Millennials are the largest generation represented in the US workforce, and many companies are orienting their talent strategies around this generation. But as the founder of a talent management software company who also happens to also be a Millennial, I often run into a few misconceptions company leaders have about my generation. Here are the three most common incorrect conclusions businesses draw about Millennials, corrected:
Misconception: Millennials are transient / disloyal
Correction: Millennials like to earn more money
This might be the most common woe company leaders express about Millennials. But, contrary to popular belief, more than half of Millennials are inclined to stay at a single job for a majority of their professional life, so it’s a mistake to dismiss Millennial turnover as inevitable. There are some pretty simple economical reasons for the stereotypical Millennial job-hopping:
The average raise is 3 percent. Whereas, the average salary increase after switching jobs is 10 to 20%. The cold hard truth of it is, staying at the same company is rarely the best financial decision for people in the early or middle stages of their careers. And don’t let it be said that Millennials don’t understand long-term investments:
For an employee making $50,000 a year at age 30, a single pay raise of 10% followed by 3% annual pay raises yields $175,000 more in earnings over 30 years compared to steady 3% raises. A single 20% raise at the same time yields $425,000 more in earnings.
Millennials don't change jobs after 1-2 years because they're flaky or impossible to please. We do it because job-hopping is the most effective way for an early or mid-level employee to increase their salary in a short time.
I get it. Salaries are touchy subjects. Plenty of managers have little to no control over them and are just as frustrated as their employees when they have to say no. Still, there is no corporate action that evokes the phrase "cut off your nose to spite your face" for me moreso than seeing a company deny a high-performing employee a 10% pay raise and then spend 33% recruiting and training a replacement when the employee leaves to get that 10% raise.
Plenty of companies have firm policies that employees cannot dictate when or how their compensation changes, and there's nothing wrong with that. But it’s inaccurate to paint an entire generation as disloyal because they’re making the right financial decisions for their futures.
Misconception: Millennials want to be catered to
Correction: Millennials want opportunities and flexibility
My next point will cover how Millennials work just as hard as any other generation, but it is fair to say Millennials have different expectations of work compared to other generations. This is often mischaracterized as a desire to be pampered, but Millennials don’t want companies to cater to their every whim. The data shows that Millennials actually predominantly want two things from work: opportunities to learn and flexible work options.
Learning and development opportunities
PwC research shows Millennials rank learning and development opportunities as the single most important benefit companies can provide. Without professional development opportunities, 67% of Millennials say they would leave their current position.
These figures mean talk is cheap for Millennials when it comes to learning and development opportunities. If there's no clear path to success, your driven Millennial employees will join the many workers who leave for better career opportunities.
Flexible work options
Flexible work options generally involve giving employees more freedom to decide when, where and how they get their work done. This includes telecommuting, 4 day work weeks or other non-conventional work patterns, flex time for other projects, etc.

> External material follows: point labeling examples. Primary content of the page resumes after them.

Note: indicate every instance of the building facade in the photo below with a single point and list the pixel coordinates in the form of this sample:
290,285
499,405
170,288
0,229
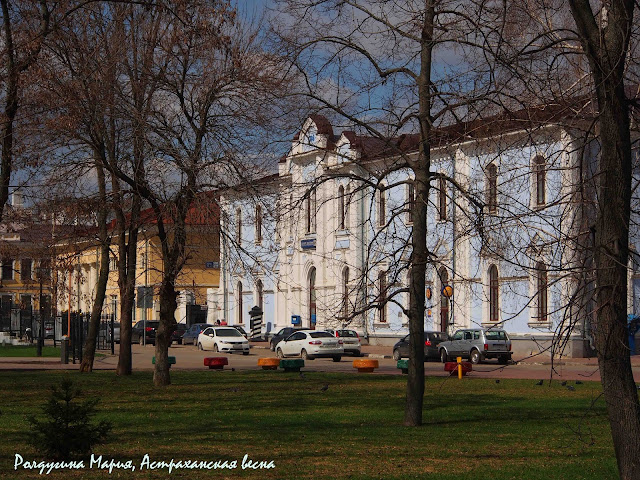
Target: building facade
507,216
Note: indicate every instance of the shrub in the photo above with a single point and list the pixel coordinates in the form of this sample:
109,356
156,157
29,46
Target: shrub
67,430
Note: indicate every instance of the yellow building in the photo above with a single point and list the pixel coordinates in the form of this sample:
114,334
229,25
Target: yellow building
78,268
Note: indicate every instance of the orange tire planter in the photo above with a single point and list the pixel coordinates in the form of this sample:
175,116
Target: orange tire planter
269,363
216,363
365,365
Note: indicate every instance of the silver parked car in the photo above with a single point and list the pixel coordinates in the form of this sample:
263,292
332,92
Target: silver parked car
477,344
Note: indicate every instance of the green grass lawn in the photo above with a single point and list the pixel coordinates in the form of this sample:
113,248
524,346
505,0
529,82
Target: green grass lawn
27,351
473,428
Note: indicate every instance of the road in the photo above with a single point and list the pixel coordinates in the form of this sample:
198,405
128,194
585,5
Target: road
189,358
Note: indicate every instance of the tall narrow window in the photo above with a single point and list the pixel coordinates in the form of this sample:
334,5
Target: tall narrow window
312,298
311,211
259,291
539,166
341,211
444,300
7,269
494,290
492,188
25,269
239,315
542,282
345,293
382,206
442,199
382,287
411,200
258,223
239,226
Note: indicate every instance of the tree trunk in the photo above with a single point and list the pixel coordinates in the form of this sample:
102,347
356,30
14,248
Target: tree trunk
611,257
103,277
168,305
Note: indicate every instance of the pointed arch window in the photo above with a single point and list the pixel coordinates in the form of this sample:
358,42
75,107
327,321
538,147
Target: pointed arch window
311,211
341,208
492,188
345,292
494,291
258,223
540,173
239,300
382,206
442,199
411,200
382,288
239,226
542,290
260,292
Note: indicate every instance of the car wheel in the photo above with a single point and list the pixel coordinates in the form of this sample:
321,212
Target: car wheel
475,357
444,358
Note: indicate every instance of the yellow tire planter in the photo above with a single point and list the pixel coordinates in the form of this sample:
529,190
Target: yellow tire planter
365,365
269,363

These options are hugely significant to Millennials. Research by Capability Jane reveals 92% of Millennials identify flexibility as a top priority when job hunting. Deloitte research also found “flexible hours and location” to be one of the top three desired benefits for Millennials.
Misconception: Millennials are lazy
Correction: Millennials are more inclined to burn out
Contrary to this popular generalization, Millennials work just as hard, if not harder, than any other generation. 73% of Millennials work more than 40 hours per week, and nearly 1 out of 4 work more than 50 hours per week. In addition, 26% of Millennials globally work two or more jobs. We don’t work less. However, we do tend to burn out more.
Anne Helen Petersen’s powerful essay, How Millennials Became the Burnout Generation, explains how this lazy label developed from the behaviors of younger, middle-class, mostly white Millennials, and goes on to describe the multitude of factors that led to rising burnout in this generation, notably the constant pressure for “self-optimization.”
For other generations, Millennial burnout can be hard to understand, and I can see how it would be mischaracterized as a simple avoidance of hard work. But I encourage company leaders to read this essay and consider the many factors that lead to Millennials feeling more stressed, anxious, and depressed and consider investing in employee wellness to fight this phenomenon.
Today, the youngest Millennials are in their early to mid-twenties. The oldest are arriving at 40. This is a critical age range for companies to consider when investing in their workforce. Millennials can be found at entry-level, mid-level, and now senior management positions. If businesses want to adapt according and optimize the talent of this generation, it’s time to let go of these common misconceptions and gain a better understanding of what Millennials value about work.